Today, Fox executives will pitch the nation’s media buyers on purchasing the network’s ads for the next year at their annual upfronts presentation. The Fox brass will desperately try to ignore the elephant in the room: The event opens roughly 48 hours after a white supremacist gunman whose manifesto details the racist “great replacement” conspiracy theory popularized and mainstreamed by the network’s biggest star, Tucker Carlson, killed 10 people in a supermarket in Buffalo, New York.
Those media buyers, like anyone else doing business with Fox, should recognize that the network’s highest priority is producing this brand of white nationalist propaganda. Their ongoing willingness to buy Fox’s ads is a crucial part of the network’s business strategy.

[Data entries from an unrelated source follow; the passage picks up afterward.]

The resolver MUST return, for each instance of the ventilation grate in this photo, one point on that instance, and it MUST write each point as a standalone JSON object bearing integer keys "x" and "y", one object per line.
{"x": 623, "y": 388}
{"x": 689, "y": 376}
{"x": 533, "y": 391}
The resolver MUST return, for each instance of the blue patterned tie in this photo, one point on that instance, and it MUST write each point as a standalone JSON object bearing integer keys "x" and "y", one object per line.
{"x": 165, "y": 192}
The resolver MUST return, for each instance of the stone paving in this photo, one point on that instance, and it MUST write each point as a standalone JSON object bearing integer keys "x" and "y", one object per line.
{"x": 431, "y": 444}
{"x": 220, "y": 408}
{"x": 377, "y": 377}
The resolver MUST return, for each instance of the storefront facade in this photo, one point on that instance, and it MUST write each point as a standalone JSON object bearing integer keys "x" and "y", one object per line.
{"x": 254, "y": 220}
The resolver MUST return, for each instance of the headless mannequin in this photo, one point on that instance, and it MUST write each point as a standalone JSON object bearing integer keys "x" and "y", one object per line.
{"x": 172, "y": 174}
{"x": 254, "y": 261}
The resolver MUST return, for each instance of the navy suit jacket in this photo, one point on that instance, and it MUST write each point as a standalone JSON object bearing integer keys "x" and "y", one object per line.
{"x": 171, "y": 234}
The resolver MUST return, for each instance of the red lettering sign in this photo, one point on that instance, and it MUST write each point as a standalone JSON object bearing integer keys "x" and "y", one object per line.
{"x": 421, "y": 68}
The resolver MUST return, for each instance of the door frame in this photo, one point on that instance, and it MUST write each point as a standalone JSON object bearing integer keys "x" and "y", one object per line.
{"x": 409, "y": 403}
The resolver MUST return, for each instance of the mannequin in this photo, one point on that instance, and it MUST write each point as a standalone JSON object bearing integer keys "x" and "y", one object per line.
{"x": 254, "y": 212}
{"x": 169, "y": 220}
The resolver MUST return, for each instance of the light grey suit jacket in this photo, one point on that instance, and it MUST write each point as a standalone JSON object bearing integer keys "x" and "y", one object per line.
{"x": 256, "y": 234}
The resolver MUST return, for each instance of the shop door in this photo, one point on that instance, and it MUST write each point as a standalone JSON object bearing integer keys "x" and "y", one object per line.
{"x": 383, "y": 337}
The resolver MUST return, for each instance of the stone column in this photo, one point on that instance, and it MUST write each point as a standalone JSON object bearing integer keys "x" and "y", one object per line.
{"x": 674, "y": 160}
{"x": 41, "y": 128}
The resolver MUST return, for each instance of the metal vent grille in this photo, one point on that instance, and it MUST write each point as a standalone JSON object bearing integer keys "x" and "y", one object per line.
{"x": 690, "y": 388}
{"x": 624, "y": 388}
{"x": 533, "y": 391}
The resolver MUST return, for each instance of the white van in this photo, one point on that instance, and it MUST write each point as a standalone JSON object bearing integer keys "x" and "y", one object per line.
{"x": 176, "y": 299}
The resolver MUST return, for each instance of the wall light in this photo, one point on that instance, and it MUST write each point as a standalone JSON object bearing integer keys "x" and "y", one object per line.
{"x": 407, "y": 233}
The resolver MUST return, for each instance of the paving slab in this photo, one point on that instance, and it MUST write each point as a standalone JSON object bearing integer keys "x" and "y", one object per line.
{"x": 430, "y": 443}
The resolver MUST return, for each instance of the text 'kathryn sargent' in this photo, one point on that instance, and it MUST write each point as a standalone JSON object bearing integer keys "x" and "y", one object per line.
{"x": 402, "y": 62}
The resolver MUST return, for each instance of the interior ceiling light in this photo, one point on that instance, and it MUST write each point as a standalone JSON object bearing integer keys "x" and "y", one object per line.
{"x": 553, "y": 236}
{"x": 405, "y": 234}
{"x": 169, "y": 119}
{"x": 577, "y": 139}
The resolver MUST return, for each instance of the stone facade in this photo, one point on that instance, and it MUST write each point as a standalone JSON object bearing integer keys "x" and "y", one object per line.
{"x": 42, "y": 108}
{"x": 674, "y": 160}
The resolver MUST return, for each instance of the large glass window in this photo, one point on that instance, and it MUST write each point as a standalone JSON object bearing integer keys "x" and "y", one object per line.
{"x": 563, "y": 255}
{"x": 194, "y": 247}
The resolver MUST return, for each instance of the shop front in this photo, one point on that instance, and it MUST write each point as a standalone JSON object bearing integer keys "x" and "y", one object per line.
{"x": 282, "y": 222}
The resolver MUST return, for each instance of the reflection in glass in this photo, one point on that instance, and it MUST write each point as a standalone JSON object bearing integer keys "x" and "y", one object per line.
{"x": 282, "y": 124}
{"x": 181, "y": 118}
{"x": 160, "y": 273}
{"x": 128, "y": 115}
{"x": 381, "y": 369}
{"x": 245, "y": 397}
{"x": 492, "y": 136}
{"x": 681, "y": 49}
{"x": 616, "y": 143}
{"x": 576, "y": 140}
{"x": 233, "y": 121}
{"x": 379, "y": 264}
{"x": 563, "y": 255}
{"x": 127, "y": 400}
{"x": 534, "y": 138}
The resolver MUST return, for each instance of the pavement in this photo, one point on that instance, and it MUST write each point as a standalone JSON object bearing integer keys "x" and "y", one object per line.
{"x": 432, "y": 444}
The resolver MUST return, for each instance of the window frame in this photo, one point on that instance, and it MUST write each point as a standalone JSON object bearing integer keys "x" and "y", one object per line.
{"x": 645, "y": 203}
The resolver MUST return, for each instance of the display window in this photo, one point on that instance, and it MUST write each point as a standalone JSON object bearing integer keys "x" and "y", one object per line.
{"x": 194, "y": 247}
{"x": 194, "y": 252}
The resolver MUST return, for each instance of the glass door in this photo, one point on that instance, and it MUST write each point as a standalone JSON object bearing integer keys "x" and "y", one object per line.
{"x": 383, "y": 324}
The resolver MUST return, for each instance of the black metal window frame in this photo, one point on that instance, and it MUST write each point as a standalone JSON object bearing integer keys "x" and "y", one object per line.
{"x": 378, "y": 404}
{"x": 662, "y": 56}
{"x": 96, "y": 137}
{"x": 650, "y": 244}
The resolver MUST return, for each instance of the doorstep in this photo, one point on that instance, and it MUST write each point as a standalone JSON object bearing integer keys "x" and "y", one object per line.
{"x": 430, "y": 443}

Rupert and Lachlan Murdoch and network CEO Suzanne Scott have ignored any number of warning signs and protests from inside and outside the network that Carlson’s white nationalist rants were dangerous, as The New York Times detailed earlier this month. They have an affinity for his views, appreciate his ratings and the money he generates — or both — and so have given him the green light to do as he pleases.
The only thing that could plausibly make them stop is if doing so stops being so profitable. Until that happens, Carlson knows they have his back, and he can laugh off people who point out that his show promotes the grievances and worldview of neo-Nazis.